Emerson,

Am 03.01.19 um 16:19 schrieb Emerson Gomes:
> This works fine most of the time, but every now and then, when I check the
> stick table contents, one or more IPs show up with an absurd number of
> cunn_cur - Often around 4 Billion entries - A number very close to
> the 32-bit unsigned int data type limit.
> 

That looks like an integer underflow and a limitation of the peer
protocol. If I understand it correctly the peer protocol always sends an
absolute value to it's peers, instead of a relative modification
operation such as "value++". While I'm not able to cause a connection to
be decremented twice I am able to cause some connections to never be
decremented because of a race condition:

- Connect to peer A                      (A=1, B=0)
- Peer A sends 1 to B                    (A=1, B=1)
- Connect to peer B                      (A=1, B=2)
- Peer B sends 2 to A                    (A=2, B=2)
- Kill both connections at the same time (A=1, B=1)
- Peer A sends 1 to B                    (A=1, B=1)
- Peer B sends 1 to A                    (A=1, B=1)

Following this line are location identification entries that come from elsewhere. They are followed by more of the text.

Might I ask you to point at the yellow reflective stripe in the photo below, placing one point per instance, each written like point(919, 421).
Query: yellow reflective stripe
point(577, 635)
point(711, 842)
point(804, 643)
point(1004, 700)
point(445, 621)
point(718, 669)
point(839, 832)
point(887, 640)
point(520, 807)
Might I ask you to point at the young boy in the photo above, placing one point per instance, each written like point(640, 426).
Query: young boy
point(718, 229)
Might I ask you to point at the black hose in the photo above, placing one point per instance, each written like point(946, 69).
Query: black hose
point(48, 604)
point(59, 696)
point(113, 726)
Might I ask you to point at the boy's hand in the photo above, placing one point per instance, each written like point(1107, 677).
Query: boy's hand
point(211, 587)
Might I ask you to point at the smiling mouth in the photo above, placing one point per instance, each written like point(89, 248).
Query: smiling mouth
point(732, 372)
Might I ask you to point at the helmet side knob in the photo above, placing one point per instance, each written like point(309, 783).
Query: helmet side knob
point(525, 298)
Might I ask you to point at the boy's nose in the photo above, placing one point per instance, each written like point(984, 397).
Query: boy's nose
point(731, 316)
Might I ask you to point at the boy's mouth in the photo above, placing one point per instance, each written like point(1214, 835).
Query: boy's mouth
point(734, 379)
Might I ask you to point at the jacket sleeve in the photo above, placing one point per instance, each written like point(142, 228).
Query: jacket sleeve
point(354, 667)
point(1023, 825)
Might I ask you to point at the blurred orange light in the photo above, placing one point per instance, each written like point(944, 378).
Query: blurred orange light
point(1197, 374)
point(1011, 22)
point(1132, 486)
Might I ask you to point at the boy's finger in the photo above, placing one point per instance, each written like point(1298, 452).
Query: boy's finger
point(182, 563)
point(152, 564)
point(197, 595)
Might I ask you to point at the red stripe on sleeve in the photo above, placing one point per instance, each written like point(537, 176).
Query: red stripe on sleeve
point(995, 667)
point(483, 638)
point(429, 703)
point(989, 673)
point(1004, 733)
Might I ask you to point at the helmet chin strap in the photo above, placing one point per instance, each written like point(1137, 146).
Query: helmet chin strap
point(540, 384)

There are no connections remaining, but both peers believe that there
still is one connection.

To cause the underflow you are seeing I imagine the following happens,
but I don't manage to get the timing right.

- Connect to peer A     (A=1, B=0)
- Peer A sends 1 to B   (A=1, B=1)
- Kill connection to A  (A=0, B=1)
- Connect to peer B     (A=0, B=2)
- Peer A sends 0 to B   (A=0, B=0)
- Peer B sends 0/2 to A (A=?, B=0)
- Kill connection to B  (A=?, B=-1)
- Peer B sends -1 to A  (A=-1, B=-1)

An easy fix would probably be skipping the decrement if the value is
already 0. The counter will be off either way, though.